When in doubt, a shared decision‑making discussion with a neurologist can balance clinical evidence with personal preferences.
Frequently Asked Questions
Can I take Azilect with levodopa?
Yes. Azilect is often added to levodopa when patients experience motor fluctuations. The combination is well‑studied and generally safe, but you should watch for hypertension.
Is there any dietary restriction with Azilect?
Unlike older MAO‑B inhibitors, Azilect has a low risk of tyramine reaction, so most foods are safe. Still, avoid large quantities of aged cheeses or cured meats if you notice headaches.

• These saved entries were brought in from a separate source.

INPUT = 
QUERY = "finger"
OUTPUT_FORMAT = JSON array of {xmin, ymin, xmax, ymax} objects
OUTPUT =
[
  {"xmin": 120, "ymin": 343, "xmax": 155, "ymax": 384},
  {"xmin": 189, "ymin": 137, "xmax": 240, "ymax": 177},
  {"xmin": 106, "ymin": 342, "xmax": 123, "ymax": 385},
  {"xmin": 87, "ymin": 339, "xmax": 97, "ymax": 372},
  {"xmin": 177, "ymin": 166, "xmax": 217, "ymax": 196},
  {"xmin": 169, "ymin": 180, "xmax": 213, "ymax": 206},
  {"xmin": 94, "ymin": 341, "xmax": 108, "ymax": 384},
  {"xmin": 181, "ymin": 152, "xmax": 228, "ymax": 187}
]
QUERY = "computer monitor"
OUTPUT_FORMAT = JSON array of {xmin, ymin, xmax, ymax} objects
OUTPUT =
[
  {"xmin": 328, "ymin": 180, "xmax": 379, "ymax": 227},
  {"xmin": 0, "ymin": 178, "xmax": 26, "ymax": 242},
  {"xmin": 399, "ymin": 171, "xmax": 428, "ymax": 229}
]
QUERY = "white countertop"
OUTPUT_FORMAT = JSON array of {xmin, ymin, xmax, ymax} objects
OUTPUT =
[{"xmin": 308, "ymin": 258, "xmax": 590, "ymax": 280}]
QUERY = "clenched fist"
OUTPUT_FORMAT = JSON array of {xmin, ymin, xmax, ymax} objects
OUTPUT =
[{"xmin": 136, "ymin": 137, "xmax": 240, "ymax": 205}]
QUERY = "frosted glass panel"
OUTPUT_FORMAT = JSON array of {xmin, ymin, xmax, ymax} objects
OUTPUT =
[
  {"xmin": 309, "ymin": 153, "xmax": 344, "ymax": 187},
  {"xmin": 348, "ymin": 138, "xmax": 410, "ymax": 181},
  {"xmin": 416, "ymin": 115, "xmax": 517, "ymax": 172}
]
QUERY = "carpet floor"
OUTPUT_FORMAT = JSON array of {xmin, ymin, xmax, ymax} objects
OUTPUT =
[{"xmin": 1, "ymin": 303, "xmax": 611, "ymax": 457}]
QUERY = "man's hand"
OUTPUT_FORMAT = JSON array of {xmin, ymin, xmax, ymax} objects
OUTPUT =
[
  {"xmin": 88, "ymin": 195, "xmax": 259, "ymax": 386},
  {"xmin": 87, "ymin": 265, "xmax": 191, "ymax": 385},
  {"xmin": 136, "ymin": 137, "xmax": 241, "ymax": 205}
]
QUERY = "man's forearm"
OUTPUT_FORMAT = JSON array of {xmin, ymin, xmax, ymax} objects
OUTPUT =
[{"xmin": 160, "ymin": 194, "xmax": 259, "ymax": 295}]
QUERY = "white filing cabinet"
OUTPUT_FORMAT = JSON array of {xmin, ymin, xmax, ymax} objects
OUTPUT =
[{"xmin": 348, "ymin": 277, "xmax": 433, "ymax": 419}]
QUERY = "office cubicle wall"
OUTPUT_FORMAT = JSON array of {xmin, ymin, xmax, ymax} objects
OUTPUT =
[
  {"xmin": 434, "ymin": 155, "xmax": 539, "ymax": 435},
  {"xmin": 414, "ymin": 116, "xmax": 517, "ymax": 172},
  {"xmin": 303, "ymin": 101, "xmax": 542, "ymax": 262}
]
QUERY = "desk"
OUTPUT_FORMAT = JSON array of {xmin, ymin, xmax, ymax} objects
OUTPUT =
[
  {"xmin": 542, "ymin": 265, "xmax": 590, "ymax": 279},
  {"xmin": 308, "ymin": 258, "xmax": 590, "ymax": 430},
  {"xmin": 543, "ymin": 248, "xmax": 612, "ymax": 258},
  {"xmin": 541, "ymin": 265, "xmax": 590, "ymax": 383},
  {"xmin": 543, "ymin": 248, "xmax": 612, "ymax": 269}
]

How does Safinamide differ from Rasagiline?
Both block MAO‑B, but Safinamide also modulates glutamate release, which can improve motor “off” periods and may offer additional neuroprotective effects.
What are the most common side effects of Selegiline?
Patients often report mild insomnia, dry mouth, and occasional orthostatic hypotension, especially at the 10 mg dose.
When should I switch from a dopamine agonist to levodopa?
If motor symptoms become poorly controlled despite the highest tolerated agonist dose, it’s time to add levodopa. The switch is usually recommended after about 5‑7 years of disease progression.
Every Parkinson's journey is unique. Use this comparison as a starting point, discuss options with your healthcare team, and monitor how you feel. The right drug mix can preserve quality of life for many years.